My First time with Ayahuasca

A letter from a participant, first time ayahuasca

Friends,

I wanted to share with you what my experience was like the first time I worked with Ayahuasca. I had reached a point in my life where I knew something needed to change, I was no longer happy; in fact, I was depressed, abusing substances, could no longer cope with my anxiety which was a direct result of living so in-authentically that I no longer knew who I was. When I would look in the mirror, I didn’t understand why the person who I saw looking back at me looked so sad? I had it all (or so I thought) – money, power, a great job, a supportive family, a good network of friends… so what was missing?

Through the stress and pressure that I had created for myself and the lack of substance or authenticity, my doctor let me know that if I continued going the way that I had been, that I would develop a serious illness or at the very least, a heart attack. Something needed to change. So, I quit my job with no back up plan, and in that moment of surrender,  I heard about Ayahuasca. From the first few minutes that I heard about Ayahuasca, I knew that this was exactly what the doctor ordered and within a month was on a plane headed for Peru.

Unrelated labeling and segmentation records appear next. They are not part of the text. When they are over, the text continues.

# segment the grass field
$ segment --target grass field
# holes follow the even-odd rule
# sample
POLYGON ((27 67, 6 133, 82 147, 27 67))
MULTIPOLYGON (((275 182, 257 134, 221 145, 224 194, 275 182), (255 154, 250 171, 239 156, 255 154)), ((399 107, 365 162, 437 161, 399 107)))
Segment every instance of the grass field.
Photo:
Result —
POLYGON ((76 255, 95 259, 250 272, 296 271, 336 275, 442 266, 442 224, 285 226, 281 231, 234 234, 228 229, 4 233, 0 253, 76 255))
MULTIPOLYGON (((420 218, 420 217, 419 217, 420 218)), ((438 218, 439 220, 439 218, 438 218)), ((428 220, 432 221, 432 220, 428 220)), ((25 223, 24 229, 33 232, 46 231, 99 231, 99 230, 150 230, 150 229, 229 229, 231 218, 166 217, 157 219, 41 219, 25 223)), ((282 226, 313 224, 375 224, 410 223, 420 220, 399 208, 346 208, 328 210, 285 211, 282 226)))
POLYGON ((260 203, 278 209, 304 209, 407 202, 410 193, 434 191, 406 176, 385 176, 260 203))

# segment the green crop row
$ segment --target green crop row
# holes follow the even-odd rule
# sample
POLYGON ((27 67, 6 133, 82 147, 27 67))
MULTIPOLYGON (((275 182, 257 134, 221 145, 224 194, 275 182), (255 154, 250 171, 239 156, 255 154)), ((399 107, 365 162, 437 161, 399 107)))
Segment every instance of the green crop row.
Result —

Let me continue by saying that I was not the kind of person you would expect to find packing their bags and heading for the jungle. I was more so the all-inclusive, Caribbean vacation kind of traveler. From the moment I met my fellow “pasajeros” however, something felt different. Although these people were strangers, there was such a sense of familiarity, understanding and comfort that was immediately present. In our first ceremony this became all the more apparent.

 

I spent a month in the jungle the first time I went to Peru and completed 8 Ayahuasca ceremonies. The best way I can describe the ceremonies was that it brought me face to face with my SELF, but from a more kind/dissociated/compassionate perspective. Although not all of the visions that I had were pleasant, I understood that what I was being shown and what I was going through, I had to go through. I trusted the medicine. Fully. I said to myself “If I die in the jungle, so be it. I simply do not want to go on living the way I have been”. I think that was the difference that made the difference. I really had nothing to lose and everything to gain.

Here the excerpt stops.